Mit freundlicher Erlaubnis stelle ich die Meinung zu Sachleistungen und die Erfahrungswerte einer Mutter ein:
Nee, tut mir leid - ob und wieviel ich an Einkommen habe und woher es kommt, das sind persönliche Daten, die die Quasseltanten in der Schule einen Dreck angehen. Wir hatten erst neulich einen Schulelternabend, u.a. wurde ein zur Zeit erkranktes "Störenfried"-Kind von den Eltern thematisiert. Vom Lehrer kam fast als Erstes: "Nun, die heimische Situation spielt natürlich auch eine Rolle. Die Mutter ist allein erziehend, sie bezieht Hartz 4. Sie verstehen."
Soviel zu Datenschutz ! (Vom Inhalt der Aussage mal ganz abgesehen.)

Ich kenne durch meinen und Sohns Bekannten-und Freundeskreis hier im Umkreis nicht eine EINZIGE Schule, an der die "Hartz-Asis" und "Eurofresser" unter den Schülern NICHT ständig auf dem Kieker der Mitschüler sind. In letzter Zeit (wen wundert's) noch verstärkt - da wird gemobbt, aufgelauert, zusammengekloppt, die "Prolo-Kleidung" beim Umziehen im Sportunterricht versaut und versteckt. Es werden in der Schulmensa Spott-Raps gesungen über die "Chip-Kids". Und wir reden hier NICHT von "sozialem Brennpunkt", im Gegenteil! (Aber vielleicht ja gerade deshalb...)

Nee - bevor ich meinem Kind DAS Spießrutenlaufen und den täglichen Horror zumute, ess ich selber nix mehr und lasse mir sonstwas einfallen, spuck was auf die "Regeln". Zumindest hier bei uns ist der Datenschutz aber leider schlichtweg nicht gewährleistet. Das ist einfach so. Habe ich schon etliche Male feststellen müssen, schon in der Grundschule.

In der Klasse wusste jetzt von ihr niemand, dass diese Mutter, von der auf diesem Elternabend gesprochen wurde, im ALG-II-Bezug steht. Ich habe sie (da ich sie flüchtig kenne) ein paar Tage später mal alleine angesprochen und ihr vorsichtig Hilfe angeboten, falls mal was mit der ARGE sein sollte o.s. Sie war völlig aufgelöst. Ihre Kinder wussten bisher nichts vom ALG-II-Bezug, und auch sonst niemand - eben weil sie diese Hänseleien vermeiden und ihre Kinder nicht mit Existenzängsten belasten wollte. Ihre Kinder denken, ihr kleines Gewerbe läuft eben nicht mehr so gut und deshalb seien sie eben knapp bei Kasse.

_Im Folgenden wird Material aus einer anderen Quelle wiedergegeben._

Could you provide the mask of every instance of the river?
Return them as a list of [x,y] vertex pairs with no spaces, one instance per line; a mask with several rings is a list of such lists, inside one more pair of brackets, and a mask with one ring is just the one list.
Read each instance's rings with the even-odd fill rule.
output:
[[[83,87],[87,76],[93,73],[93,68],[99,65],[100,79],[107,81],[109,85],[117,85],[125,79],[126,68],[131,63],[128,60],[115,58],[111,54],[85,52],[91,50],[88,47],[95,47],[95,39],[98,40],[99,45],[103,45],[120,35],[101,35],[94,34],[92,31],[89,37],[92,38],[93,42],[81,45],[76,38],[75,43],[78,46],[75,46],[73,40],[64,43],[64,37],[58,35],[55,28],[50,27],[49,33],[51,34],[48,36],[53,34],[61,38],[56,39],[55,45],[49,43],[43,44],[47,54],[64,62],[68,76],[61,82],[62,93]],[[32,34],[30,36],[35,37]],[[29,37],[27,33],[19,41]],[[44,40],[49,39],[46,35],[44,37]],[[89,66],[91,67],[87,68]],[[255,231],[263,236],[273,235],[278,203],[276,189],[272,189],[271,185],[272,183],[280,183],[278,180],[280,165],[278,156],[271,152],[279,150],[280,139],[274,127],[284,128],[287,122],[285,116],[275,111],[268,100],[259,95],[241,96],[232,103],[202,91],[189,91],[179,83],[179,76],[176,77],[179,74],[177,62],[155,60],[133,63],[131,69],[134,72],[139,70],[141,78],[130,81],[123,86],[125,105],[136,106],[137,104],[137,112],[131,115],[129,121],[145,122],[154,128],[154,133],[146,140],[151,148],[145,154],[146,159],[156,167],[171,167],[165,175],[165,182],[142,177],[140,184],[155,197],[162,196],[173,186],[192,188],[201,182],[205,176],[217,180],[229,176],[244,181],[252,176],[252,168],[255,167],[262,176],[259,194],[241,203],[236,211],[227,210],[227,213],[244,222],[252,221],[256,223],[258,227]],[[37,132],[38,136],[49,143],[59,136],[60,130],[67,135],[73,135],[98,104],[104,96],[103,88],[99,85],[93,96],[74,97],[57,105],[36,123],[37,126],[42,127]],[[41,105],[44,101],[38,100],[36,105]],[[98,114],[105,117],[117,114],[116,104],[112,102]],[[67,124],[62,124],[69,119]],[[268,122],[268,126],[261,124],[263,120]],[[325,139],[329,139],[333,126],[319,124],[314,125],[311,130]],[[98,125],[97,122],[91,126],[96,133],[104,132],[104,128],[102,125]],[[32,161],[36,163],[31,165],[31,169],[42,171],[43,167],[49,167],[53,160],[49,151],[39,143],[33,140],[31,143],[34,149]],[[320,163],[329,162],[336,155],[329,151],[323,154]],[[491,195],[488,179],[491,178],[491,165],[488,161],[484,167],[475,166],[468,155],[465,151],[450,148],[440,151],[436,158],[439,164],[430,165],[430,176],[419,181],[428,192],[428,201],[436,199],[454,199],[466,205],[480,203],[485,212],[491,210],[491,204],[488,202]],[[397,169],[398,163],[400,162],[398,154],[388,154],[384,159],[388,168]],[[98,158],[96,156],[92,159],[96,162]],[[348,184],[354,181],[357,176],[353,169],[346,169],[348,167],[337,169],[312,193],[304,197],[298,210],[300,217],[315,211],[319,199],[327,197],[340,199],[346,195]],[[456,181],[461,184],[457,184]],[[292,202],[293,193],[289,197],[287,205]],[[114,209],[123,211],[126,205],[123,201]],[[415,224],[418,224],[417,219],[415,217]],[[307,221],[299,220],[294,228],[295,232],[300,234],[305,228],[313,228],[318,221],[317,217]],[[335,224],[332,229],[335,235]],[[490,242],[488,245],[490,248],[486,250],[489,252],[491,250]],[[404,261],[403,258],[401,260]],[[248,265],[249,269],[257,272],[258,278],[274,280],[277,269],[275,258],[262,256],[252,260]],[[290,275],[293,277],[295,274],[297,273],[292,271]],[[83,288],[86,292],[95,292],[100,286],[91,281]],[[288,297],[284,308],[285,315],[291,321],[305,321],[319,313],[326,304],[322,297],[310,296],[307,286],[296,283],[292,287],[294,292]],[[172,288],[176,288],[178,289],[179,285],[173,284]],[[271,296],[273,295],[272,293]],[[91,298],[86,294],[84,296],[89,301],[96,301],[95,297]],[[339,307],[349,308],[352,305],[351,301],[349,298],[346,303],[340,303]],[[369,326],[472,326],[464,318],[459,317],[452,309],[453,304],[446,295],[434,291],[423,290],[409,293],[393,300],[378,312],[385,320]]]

Die Mutter hat bisher mit niemandem außerhalb der ARGE etc. über ihren Leistungsbezug gesprochen. Weil die ARGE wegen irgendeiner Logopäden-Geschichte für das eine Kind aber eine Bescheinigung von der Schule verlangte, musste sie ins Schulsekretariat und erklären, warum und für wen sie das brauchte. Sie erzählte mir, dass sie im Büro sogar noch extra darauf hingewiesen hat, dass das strikt vertraulich wäre und an niemanden weitergegeben werden sollte.

Und schwupps, erfährt es trotzdem das ganze unterrichtende Lehrerkollegium und gleich wird es 30 anderen Eltern am Elternabend berichtet von denen etliche ihren Kindern erzählt haben werden: "Dein Mitschüler X ist manchmal so verhaltensauffällig, weil er aus einer schwierigen Familie kommt, wo sie arm sind und Hartz bekommen." Und so erfährt dann jetzt auch der Junge, wo er in der Gesellschaftordnung offiziell "steht" .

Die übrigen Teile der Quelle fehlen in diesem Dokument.